Academy Award Nominations for Best Art Direction.
SYNOPSIS: A forward-thinking female novelist Minnie (Crawford) falls in love with her married publisher, Rogers Woodruff (Marshall) and doesn't know her new friend Claire (Garson) is his loving wife. The discovery of Claire's true identity shatters her ideas about men who cheat and forces her to confront her actions.

BOTTOM LINE: A very adult and sophisticated tale whose ideas about relationships will not come as much of a shock. Mainly because the dynamics of love, though clearly way more obvious and open these days, really hasn't changed much over the decades. Men still want both the solid love and devotion of their wives and the illicit thrill of being with their mistress. In this instance, the dull and respectable Woodruff doesn't have to choose because the "modern" Minnie claims she is perfectly happy with their arrangement. She further deludes herself into believing that the main reason he fell in love with her is because he no longer loves his supposedly boring wife. She wants to end her latest novel by having the women meet and politely split up the spoils. Why would a wife want to continue in a dead marriage? Rogers is horrified at this turn of events and attempts to persuade her the book would be a disaster if it had a happy ending for a homewrecker. What she quickly comes to realize – thanks to a big shove by her want-to-be boyfriend played by Taylor – is that her ideas couldn't be more off the mark.

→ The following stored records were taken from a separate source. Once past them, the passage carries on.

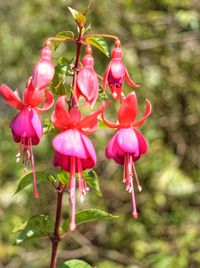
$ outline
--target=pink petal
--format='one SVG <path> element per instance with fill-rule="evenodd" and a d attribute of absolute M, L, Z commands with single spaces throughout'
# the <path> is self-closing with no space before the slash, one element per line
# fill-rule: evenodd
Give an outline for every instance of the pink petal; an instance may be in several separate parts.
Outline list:
<path fill-rule="evenodd" d="M 93 144 L 90 141 L 90 139 L 88 139 L 88 137 L 86 137 L 84 134 L 81 134 L 81 139 L 82 139 L 82 142 L 85 147 L 86 154 L 87 154 L 86 159 L 81 159 L 82 169 L 85 170 L 88 168 L 93 168 L 96 165 L 96 161 L 97 161 Z"/>
<path fill-rule="evenodd" d="M 135 92 L 128 94 L 122 100 L 118 113 L 118 121 L 121 126 L 129 126 L 137 116 L 137 97 Z"/>
<path fill-rule="evenodd" d="M 114 78 L 116 79 L 123 78 L 125 76 L 124 63 L 120 59 L 113 59 L 110 71 Z"/>
<path fill-rule="evenodd" d="M 53 148 L 60 154 L 87 159 L 81 134 L 76 129 L 65 130 L 54 137 Z"/>
<path fill-rule="evenodd" d="M 71 124 L 69 113 L 65 107 L 65 96 L 58 98 L 51 120 L 53 125 L 61 130 L 67 128 Z"/>
<path fill-rule="evenodd" d="M 41 91 L 40 91 L 41 92 Z M 54 104 L 54 96 L 53 94 L 45 89 L 45 102 L 42 108 L 35 108 L 37 110 L 38 113 L 44 113 L 46 111 L 48 111 Z"/>
<path fill-rule="evenodd" d="M 23 108 L 23 103 L 20 101 L 18 92 L 13 92 L 6 84 L 0 86 L 0 93 L 4 100 L 10 104 L 12 107 L 21 110 Z"/>
<path fill-rule="evenodd" d="M 92 68 L 83 67 L 77 76 L 77 85 L 79 91 L 86 101 L 90 104 L 98 98 L 99 81 L 96 73 Z"/>
<path fill-rule="evenodd" d="M 38 138 L 38 142 L 42 137 L 43 134 L 43 126 L 42 126 L 42 121 L 40 119 L 40 117 L 38 116 L 38 113 L 35 109 L 32 109 L 32 117 L 31 117 L 31 124 L 33 129 L 35 130 L 35 133 L 37 135 L 36 140 L 32 142 L 32 144 L 35 144 L 35 142 L 37 142 L 37 138 Z"/>
<path fill-rule="evenodd" d="M 15 141 L 21 137 L 31 138 L 32 144 L 38 144 L 42 136 L 42 123 L 37 112 L 32 108 L 24 108 L 12 120 L 10 128 Z"/>
<path fill-rule="evenodd" d="M 70 171 L 70 157 L 67 155 L 63 155 L 55 151 L 54 153 L 54 166 L 60 166 L 65 171 Z"/>
<path fill-rule="evenodd" d="M 136 157 L 140 154 L 139 142 L 133 129 L 121 128 L 118 131 L 117 142 L 125 153 Z"/>
<path fill-rule="evenodd" d="M 106 146 L 106 157 L 112 158 L 118 164 L 124 163 L 125 152 L 119 147 L 117 141 L 118 132 L 111 138 Z"/>
<path fill-rule="evenodd" d="M 137 129 L 134 129 L 134 131 L 139 142 L 140 154 L 145 154 L 148 150 L 147 141 L 140 131 L 138 131 Z"/>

The meeting between Crawford and Garson, as mistress and wife, crackles with wit, honesty and intelligence. These two women were both at the height of their acting prowess and physical beauty and their confrontation is well worth the wait. Initially, neither of Minnie nor Claire is aware that they're both in love with the same man. Once Minnie realizes who this lovely, vibrant, interesting woman is her whole idealogical house of cards collapses. He's not trapped, but right where he wants to be – in the arms of two wonderful women who adore him. Why either of them would be with Rogers to begin with is the film's biggest mystery/flaw. He's a total pompous dud. The final act – where he loses the hearts of both ladies – goes along as expected, though the anger and heartbreak are truly felt due to both the writing and acting. That Minnie winds up with Robert Taylor is not only unbelievable, but quite a slap in the face to poor Clare, who did nothing wrong and winds up alone. Granted, there's no way you want her to stay with her husband, yet it's still a hard pill to swallow. That the bad girl wins is pretty rare for a Hollywood film of the this era. Only Crawford could have pulled this part off with some dignity and class left in tact at the end. An early chick flick with real depth of ideas and character, that falters when its's focus leaves the women for the men.